Wired News has just published an op-ed I wrote about the BBC's amazing new open services and products, through which it embraces audience participation:

America's entertainment industry is committing slow, spectacular suicide, while one of Europe's biggest broadcasters -- the BBC -- is rushing headlong to the future, embracing innovation rather than fighting it.

Unlike Hollywood, the BBC is eager and willing to work with a burgeoning group of content providers whose interests are aligned with its own: its audience.


The Beeb Shall Inherit the Earth

Wired News, May 18, 2005


Eastern Standard Tribe is Locus Award finalist

Hee-YAW! My second novel Eastern Standard Tribe, is a finalist for this year's Locus Award for Best Science Fiction Novel.

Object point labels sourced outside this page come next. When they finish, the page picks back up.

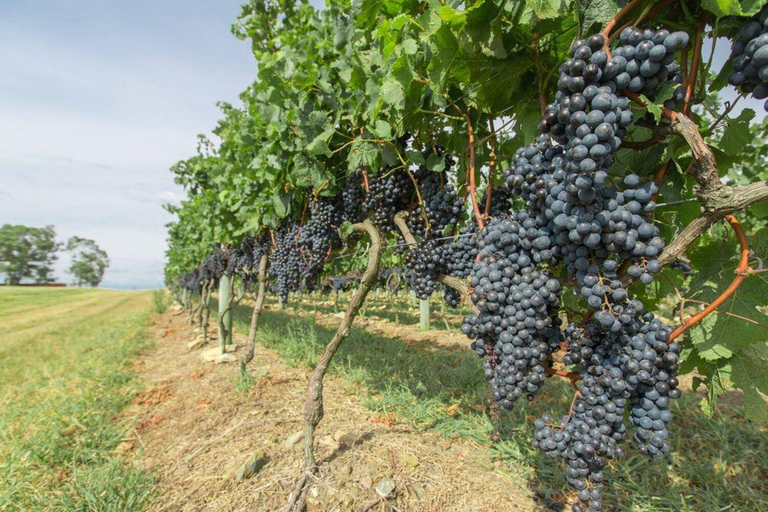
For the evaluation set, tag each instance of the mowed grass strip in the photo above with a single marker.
(64, 376)
(717, 464)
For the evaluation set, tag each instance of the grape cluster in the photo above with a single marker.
(351, 198)
(516, 327)
(442, 207)
(750, 57)
(575, 216)
(389, 193)
(287, 266)
(630, 369)
(423, 263)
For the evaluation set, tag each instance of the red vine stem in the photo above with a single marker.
(607, 30)
(691, 78)
(471, 166)
(491, 166)
(571, 376)
(741, 274)
(537, 65)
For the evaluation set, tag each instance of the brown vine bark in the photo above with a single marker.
(740, 272)
(247, 355)
(460, 285)
(313, 407)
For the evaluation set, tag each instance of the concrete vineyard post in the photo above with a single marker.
(225, 312)
(424, 314)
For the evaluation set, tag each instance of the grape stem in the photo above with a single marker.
(573, 377)
(691, 79)
(460, 285)
(491, 166)
(471, 168)
(607, 30)
(741, 274)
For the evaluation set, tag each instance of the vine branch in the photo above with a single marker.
(741, 274)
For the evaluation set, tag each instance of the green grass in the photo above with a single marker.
(64, 376)
(718, 464)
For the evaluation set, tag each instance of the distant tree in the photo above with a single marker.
(88, 261)
(27, 253)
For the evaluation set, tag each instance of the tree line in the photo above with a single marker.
(28, 254)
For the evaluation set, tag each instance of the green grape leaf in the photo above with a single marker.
(749, 375)
(435, 163)
(736, 135)
(732, 7)
(392, 93)
(281, 200)
(740, 321)
(595, 14)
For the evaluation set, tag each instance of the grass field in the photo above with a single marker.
(63, 378)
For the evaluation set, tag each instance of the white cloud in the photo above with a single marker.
(97, 101)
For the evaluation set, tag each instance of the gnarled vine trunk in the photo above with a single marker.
(225, 312)
(249, 350)
(313, 406)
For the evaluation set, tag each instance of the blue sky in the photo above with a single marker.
(97, 100)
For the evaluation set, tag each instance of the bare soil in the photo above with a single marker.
(194, 429)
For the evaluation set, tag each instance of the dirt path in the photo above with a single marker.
(195, 429)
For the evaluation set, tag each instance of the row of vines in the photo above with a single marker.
(567, 169)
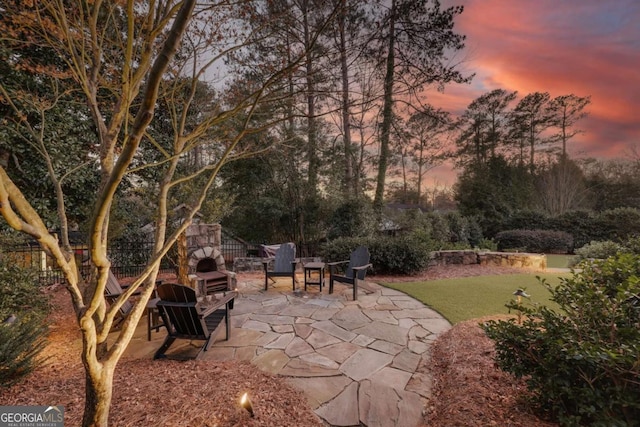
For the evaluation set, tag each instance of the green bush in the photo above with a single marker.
(596, 250)
(353, 218)
(20, 345)
(22, 340)
(581, 362)
(535, 240)
(389, 255)
(621, 223)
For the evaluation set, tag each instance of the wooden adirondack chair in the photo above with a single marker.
(186, 318)
(356, 269)
(112, 292)
(284, 265)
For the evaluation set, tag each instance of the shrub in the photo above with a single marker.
(621, 223)
(596, 250)
(354, 218)
(580, 363)
(21, 341)
(20, 345)
(534, 240)
(389, 255)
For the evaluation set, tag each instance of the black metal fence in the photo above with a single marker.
(128, 258)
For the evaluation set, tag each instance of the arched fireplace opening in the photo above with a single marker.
(206, 264)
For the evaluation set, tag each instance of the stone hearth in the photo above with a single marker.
(203, 248)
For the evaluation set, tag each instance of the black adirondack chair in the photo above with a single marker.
(356, 269)
(284, 265)
(186, 318)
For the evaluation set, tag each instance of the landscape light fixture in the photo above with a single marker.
(521, 293)
(245, 402)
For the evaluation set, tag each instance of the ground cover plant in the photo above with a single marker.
(464, 298)
(581, 361)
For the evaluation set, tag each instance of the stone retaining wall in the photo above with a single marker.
(501, 259)
(255, 264)
(465, 257)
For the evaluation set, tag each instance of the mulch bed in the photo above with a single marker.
(468, 389)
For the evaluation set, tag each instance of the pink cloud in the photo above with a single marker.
(586, 47)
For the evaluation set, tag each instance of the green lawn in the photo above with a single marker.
(471, 297)
(558, 261)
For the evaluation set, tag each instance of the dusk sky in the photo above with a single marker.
(584, 47)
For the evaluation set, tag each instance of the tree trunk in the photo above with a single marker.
(312, 155)
(183, 267)
(387, 116)
(98, 393)
(349, 188)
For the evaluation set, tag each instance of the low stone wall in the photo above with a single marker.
(502, 259)
(466, 257)
(255, 264)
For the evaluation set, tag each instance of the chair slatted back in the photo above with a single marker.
(113, 288)
(285, 256)
(178, 304)
(359, 257)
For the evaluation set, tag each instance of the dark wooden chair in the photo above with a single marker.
(112, 292)
(356, 269)
(284, 264)
(186, 318)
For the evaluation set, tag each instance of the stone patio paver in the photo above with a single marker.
(355, 361)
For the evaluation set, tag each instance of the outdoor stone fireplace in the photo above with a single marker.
(203, 255)
(203, 248)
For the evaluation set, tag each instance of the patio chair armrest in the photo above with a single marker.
(332, 265)
(220, 302)
(362, 267)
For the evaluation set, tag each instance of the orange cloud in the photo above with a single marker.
(586, 47)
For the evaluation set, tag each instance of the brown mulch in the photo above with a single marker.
(468, 389)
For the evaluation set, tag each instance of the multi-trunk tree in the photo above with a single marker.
(122, 60)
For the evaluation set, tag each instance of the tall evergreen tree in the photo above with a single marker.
(414, 39)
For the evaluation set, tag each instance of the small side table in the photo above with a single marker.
(309, 268)
(153, 317)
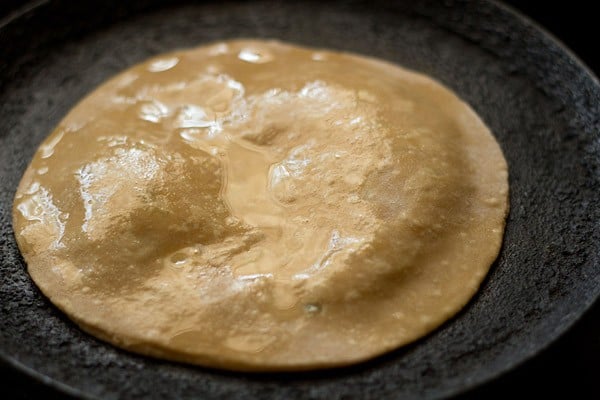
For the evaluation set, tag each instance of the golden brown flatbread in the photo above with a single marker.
(254, 205)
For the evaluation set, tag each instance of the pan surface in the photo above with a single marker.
(541, 103)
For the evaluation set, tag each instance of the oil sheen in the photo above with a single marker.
(255, 205)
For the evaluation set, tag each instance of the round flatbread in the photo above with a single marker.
(254, 205)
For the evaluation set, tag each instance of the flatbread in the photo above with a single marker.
(253, 205)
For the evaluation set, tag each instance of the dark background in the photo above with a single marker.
(570, 368)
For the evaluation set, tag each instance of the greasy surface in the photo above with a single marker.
(256, 205)
(546, 275)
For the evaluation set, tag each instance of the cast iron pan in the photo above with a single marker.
(540, 102)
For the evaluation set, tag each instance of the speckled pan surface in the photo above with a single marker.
(543, 106)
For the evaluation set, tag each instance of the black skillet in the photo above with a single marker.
(541, 103)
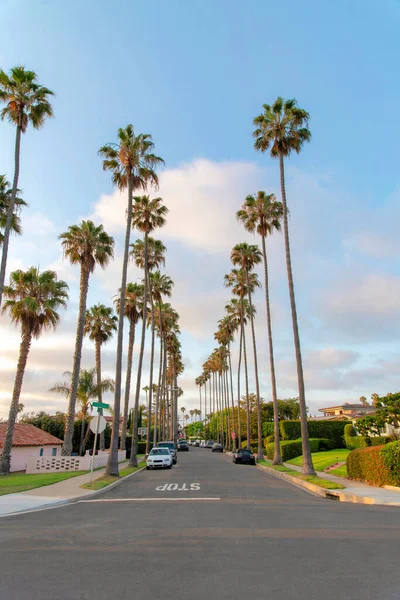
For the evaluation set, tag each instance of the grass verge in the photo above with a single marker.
(105, 480)
(323, 460)
(324, 483)
(22, 482)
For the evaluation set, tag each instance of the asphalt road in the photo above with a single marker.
(205, 530)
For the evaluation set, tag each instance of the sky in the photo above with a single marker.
(194, 75)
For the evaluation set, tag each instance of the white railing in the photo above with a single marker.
(53, 464)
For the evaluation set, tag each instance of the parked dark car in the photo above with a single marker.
(171, 448)
(217, 448)
(244, 456)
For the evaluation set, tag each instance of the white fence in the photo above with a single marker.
(54, 464)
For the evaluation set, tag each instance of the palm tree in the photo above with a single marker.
(262, 213)
(132, 163)
(238, 281)
(132, 311)
(247, 256)
(100, 325)
(283, 128)
(85, 245)
(87, 389)
(148, 214)
(32, 299)
(27, 102)
(5, 198)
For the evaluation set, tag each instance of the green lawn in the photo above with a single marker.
(105, 480)
(324, 483)
(322, 460)
(20, 482)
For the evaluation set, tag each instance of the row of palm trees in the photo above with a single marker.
(34, 298)
(282, 128)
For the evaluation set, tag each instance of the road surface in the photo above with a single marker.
(207, 529)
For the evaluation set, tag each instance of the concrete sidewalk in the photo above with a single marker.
(47, 495)
(357, 492)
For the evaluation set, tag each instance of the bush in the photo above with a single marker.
(332, 430)
(379, 440)
(377, 465)
(289, 449)
(268, 428)
(354, 441)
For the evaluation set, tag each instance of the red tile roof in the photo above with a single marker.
(29, 435)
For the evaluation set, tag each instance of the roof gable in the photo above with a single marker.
(26, 434)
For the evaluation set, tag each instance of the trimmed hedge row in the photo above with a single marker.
(293, 448)
(333, 430)
(379, 465)
(352, 440)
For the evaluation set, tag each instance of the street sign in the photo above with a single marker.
(101, 426)
(100, 405)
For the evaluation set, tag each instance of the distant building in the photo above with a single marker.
(29, 440)
(347, 411)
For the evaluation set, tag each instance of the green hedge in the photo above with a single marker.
(354, 441)
(379, 465)
(332, 430)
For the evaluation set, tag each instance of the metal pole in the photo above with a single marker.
(94, 445)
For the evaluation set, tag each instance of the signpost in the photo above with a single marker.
(97, 425)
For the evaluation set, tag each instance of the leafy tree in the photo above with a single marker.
(32, 300)
(26, 102)
(283, 128)
(85, 245)
(5, 199)
(132, 163)
(262, 213)
(87, 389)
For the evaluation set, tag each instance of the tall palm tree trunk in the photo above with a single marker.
(112, 465)
(133, 459)
(308, 467)
(5, 458)
(76, 367)
(99, 391)
(232, 399)
(10, 211)
(260, 454)
(129, 362)
(239, 433)
(246, 373)
(277, 450)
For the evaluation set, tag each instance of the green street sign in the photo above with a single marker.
(100, 405)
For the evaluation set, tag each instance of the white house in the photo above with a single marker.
(29, 440)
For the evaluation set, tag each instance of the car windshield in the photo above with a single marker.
(158, 451)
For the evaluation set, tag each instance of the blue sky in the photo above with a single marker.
(194, 75)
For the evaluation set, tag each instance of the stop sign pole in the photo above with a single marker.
(99, 406)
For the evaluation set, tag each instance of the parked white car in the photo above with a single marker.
(159, 458)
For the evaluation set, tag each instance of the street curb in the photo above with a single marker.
(337, 495)
(66, 501)
(309, 487)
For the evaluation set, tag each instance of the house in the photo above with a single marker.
(347, 411)
(29, 440)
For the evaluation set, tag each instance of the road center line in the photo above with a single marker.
(145, 500)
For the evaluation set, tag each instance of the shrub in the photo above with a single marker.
(268, 428)
(379, 440)
(352, 440)
(332, 430)
(377, 465)
(289, 449)
(391, 458)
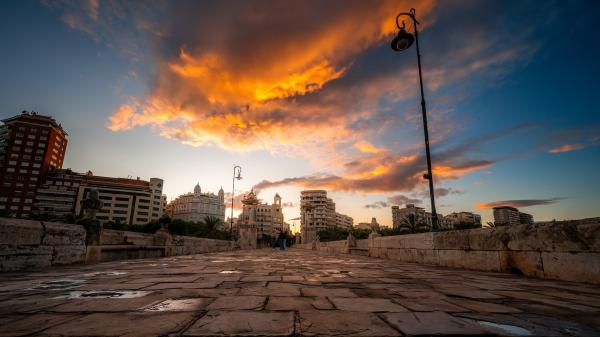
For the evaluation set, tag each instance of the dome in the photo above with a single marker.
(250, 198)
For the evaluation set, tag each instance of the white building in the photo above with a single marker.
(130, 201)
(506, 216)
(464, 217)
(373, 225)
(196, 206)
(267, 219)
(343, 221)
(317, 212)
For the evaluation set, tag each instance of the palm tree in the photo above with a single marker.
(212, 222)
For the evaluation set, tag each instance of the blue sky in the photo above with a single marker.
(316, 99)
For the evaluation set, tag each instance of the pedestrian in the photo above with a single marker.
(281, 241)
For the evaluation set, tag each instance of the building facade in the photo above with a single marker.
(317, 212)
(267, 219)
(373, 225)
(129, 201)
(196, 206)
(525, 218)
(464, 218)
(506, 216)
(343, 221)
(30, 144)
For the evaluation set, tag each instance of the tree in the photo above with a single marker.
(212, 222)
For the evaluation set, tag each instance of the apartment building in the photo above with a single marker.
(30, 144)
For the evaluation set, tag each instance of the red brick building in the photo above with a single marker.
(30, 144)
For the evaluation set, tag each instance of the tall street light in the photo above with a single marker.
(237, 169)
(400, 43)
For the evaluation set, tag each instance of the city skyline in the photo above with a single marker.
(332, 108)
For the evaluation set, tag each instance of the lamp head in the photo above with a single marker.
(402, 41)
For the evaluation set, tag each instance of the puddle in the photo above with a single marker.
(105, 273)
(512, 329)
(58, 284)
(190, 304)
(106, 294)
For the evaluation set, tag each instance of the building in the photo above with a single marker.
(411, 213)
(317, 212)
(373, 225)
(463, 218)
(130, 201)
(56, 197)
(30, 144)
(506, 216)
(267, 219)
(343, 221)
(525, 218)
(196, 206)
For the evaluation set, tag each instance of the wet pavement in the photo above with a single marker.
(291, 293)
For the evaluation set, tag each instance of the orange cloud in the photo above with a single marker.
(566, 148)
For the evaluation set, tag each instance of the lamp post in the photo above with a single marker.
(400, 43)
(237, 169)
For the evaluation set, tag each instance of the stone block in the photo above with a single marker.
(243, 323)
(578, 267)
(57, 234)
(14, 232)
(488, 238)
(475, 260)
(521, 262)
(451, 240)
(426, 256)
(68, 254)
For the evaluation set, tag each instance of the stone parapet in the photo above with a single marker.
(28, 244)
(568, 251)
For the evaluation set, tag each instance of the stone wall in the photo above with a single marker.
(563, 251)
(28, 244)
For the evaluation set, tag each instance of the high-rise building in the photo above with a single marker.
(525, 218)
(196, 206)
(464, 218)
(418, 215)
(506, 216)
(130, 201)
(267, 219)
(30, 144)
(317, 212)
(343, 221)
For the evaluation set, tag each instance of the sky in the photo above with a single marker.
(309, 95)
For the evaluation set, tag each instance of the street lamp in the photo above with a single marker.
(400, 43)
(237, 169)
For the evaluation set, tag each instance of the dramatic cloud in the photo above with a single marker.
(566, 148)
(518, 203)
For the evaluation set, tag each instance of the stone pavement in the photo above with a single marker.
(291, 293)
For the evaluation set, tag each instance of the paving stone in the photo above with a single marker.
(237, 303)
(431, 323)
(190, 285)
(298, 303)
(366, 304)
(187, 304)
(428, 304)
(243, 323)
(124, 325)
(327, 292)
(33, 324)
(479, 306)
(343, 323)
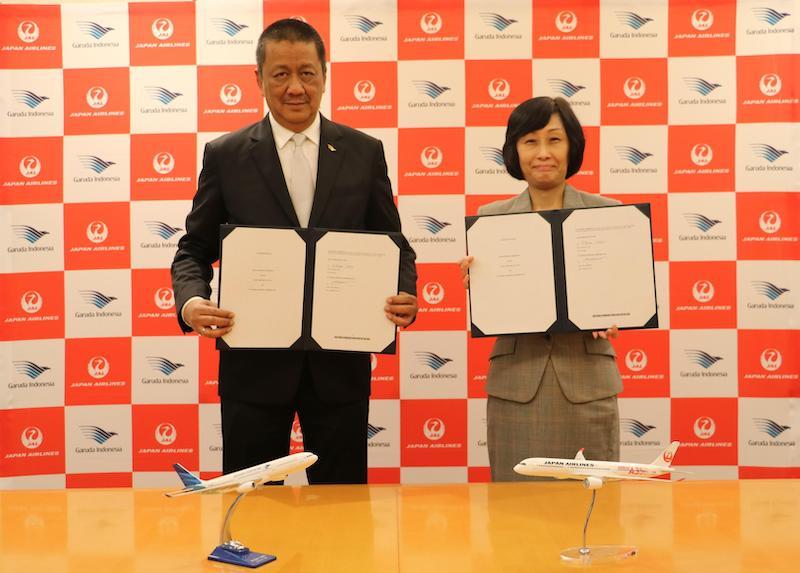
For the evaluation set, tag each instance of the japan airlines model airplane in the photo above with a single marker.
(595, 473)
(244, 480)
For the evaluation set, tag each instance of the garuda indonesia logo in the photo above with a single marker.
(496, 21)
(28, 233)
(161, 229)
(163, 365)
(30, 369)
(769, 15)
(430, 224)
(362, 23)
(96, 298)
(97, 434)
(768, 289)
(700, 221)
(632, 19)
(702, 358)
(228, 27)
(431, 360)
(28, 98)
(771, 427)
(565, 88)
(93, 29)
(635, 427)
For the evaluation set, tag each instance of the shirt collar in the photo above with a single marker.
(283, 135)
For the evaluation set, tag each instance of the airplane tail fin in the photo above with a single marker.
(188, 479)
(665, 458)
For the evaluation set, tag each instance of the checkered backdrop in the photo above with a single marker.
(690, 106)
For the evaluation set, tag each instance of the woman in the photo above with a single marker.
(549, 395)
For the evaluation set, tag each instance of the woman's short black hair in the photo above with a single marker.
(534, 114)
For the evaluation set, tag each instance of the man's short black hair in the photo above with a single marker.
(290, 30)
(534, 114)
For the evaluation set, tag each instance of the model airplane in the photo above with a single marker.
(595, 473)
(244, 480)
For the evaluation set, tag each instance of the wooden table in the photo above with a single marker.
(715, 526)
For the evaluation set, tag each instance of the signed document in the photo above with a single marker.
(562, 271)
(308, 289)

Last year, my first novel, Down and Out in the Magic Kingdom, won the Locus Award for Best First Novel.

Locus Magazine is the leading trade mag for science fiction, and the Locus Poll -- from which the Locus Award nominees and winners are drawn -- is the field's popular award with the widest participation (wider even than the Hugos).

The Locus Award winners will be announced this July 4th weekend, at Calgary's Westercon. Here's the whole list of this year's nominees (shockingly good company to be in, by the way):

Best Science Fiction Novel

The Algebraist, Iain M. Banks (Orbit)
Eastern Standard Tribe, Cory Doctorow (Tor)
Forty Signs of Rain, Kim Stanley Robinson (HarperCollins UK; Bantam)
The Baroque Cycle: The Confusion; The System of the World, Neal Stephenson (Morrow)
Iron Sunrise, Charles Stross (Ace)


Podcast on Broadcast Flag victory

I recorded a little personal reminisce about the Braodcast Flag for MAKE's Podcast: what is the Flag, how did we get it, what did it mean, and why did it die, and will it stay dead?